On one hand, demand is pretty good right now for most chip developers, not to mention the foundries, test/assembly firms, IP providers and equipment makers they directly or indirectly rely on. Though there have been some exceptions to the rule, we've mostly seen a non-stop barrage of strong earnings reports and guidance hikes from major industry players since October.
Notebooks, tablets, gaming hardware, and a lot of other consumer tech and electronics products used within homes are still flying off the shelves. Also, auto and (outside of China) smartphone demand has rebounded strongly after slumping this spring.
While cloud capex is in a digestion period right now following huge first-half growth, on-premise enterprise hardware is perhaps the only major chip end-market that's truly having a rough time.
In addition, commentary from companies such as Broadcom (AVGO) , AMD (AMD) , Qualcomm (QCOM) and Micron (MU) suggests the good times are set to continue in the first half of 2021 (if not longer), as do various supply chain reports. Among other things, chip suppliers have forecast 2021 will be another strong year for cloud capex and another growth year for the PC industry, and that smartphone sales will see meaningful growth as the industry makes up from the slump it saw earlier this year.
Aside from healthy end-market demand, strong order visibility -- amid a backdrop of stretched lead times for fulfilling orders -- is giving chip developers and other industry firms confidence that first-half sales will be strong.

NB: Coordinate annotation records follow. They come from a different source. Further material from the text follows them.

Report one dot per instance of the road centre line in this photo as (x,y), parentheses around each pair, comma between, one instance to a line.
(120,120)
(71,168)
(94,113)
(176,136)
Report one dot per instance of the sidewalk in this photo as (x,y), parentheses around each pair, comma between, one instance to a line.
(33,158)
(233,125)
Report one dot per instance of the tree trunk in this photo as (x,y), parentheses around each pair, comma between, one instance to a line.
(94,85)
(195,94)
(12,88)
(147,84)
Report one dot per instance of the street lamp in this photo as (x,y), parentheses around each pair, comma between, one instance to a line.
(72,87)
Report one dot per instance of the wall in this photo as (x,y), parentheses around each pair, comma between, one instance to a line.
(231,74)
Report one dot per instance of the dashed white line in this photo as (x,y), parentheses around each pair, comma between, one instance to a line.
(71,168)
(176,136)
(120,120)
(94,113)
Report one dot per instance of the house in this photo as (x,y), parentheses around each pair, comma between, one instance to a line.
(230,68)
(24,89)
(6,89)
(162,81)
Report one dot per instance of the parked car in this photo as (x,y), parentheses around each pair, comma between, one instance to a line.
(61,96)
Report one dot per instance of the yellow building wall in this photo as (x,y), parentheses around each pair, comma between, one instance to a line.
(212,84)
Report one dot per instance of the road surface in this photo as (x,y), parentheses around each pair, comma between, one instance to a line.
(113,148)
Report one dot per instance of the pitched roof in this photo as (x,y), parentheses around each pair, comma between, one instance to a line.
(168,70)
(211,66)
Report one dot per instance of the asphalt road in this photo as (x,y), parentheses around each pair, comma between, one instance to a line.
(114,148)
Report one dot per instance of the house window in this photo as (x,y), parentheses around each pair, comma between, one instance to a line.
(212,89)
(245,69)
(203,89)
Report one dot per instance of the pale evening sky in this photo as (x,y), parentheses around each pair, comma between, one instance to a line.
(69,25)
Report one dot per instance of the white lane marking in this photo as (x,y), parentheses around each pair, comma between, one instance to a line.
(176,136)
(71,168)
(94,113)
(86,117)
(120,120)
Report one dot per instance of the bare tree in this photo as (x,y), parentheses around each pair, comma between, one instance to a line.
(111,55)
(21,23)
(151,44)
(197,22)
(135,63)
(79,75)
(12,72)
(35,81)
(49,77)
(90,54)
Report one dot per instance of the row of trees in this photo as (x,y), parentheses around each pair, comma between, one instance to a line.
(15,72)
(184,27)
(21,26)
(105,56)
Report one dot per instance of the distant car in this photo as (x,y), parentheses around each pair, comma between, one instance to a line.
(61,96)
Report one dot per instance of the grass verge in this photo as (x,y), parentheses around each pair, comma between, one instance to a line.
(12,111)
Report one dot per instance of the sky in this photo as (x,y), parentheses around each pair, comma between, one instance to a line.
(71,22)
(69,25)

On Broadcom's Thursday earnings call, CEO Hock Tan said that he sees strong demand from cloud and telco clients continuing "as far as you can see" in 2021, and that (with Broadcom's lead times now above 6 months, and its orders non-cancellable) his firm's 2021 visibility looks "remarkably better than we usually have at this point" in the year.
That's the good news. The bad news is that lead times are stretched in part because of various supply chain bottlenecks -- caused by a mixture of strong demand and COVID-related supply chain disruptions -- that are preventing companies from fully meeting customer demand.
One only has to look at how -- with gaming activity through the roof, and supplies very tight for the chip manufacturing processes used to make the silicon powering these products -- the latest game consoles and high-end graphics cards remain out of stock at retailers. Or at how firms such as HP (HPQ) and Dell (DELL) are cautioning that chip and display panel shortages will constrain their notebook sales into early 2021.
The auto industry hasn't been unscathed either. NXP Semiconductors (NXPI) (the world's biggest auto chip supplier) told customers in late November that it's raising prices across the board as it deals with both chip shortages and a "significant increase" in materials costs. And Volkswagen and other automakers have been warning that chip shortages stand to impact their production.
On the whole, this is a better state of affairs for the chip industry than one in which end-market demand is very weak. But it does raise problems for chip suppliers that go beyond simply not selling as many chips as their customers are willing to buy right now.
On more than a few occasions in the chip industry's history, major chip-buyers have responded to an environment featuring tight chip supplies and expanding order lead times by ordering more than what they really need, in order to play it safe. As a result, when end-market demand weakens and lead times ease, you often end up with an inventory correction as customers work through the supplies they previously stockpiled.
We're probably not going to see anything like that in the early part of 2021, given both how end-market demand is currently trending and what chip developers have been forecasting. But there is some risk that conditions could start changing in the spring or summer of 2021, particularly if the large-scale distribution of COVID vaccines begins leading consumer spending to shift away from goods purchases and towards things such as vacations and restaurant trips.
For now, however, industry conditions still look pretty healthy, if more chaotic than usual. And with chip stocks (like so many other tech stocks) generally up big on the year, it's definitely good for investors that they look this way.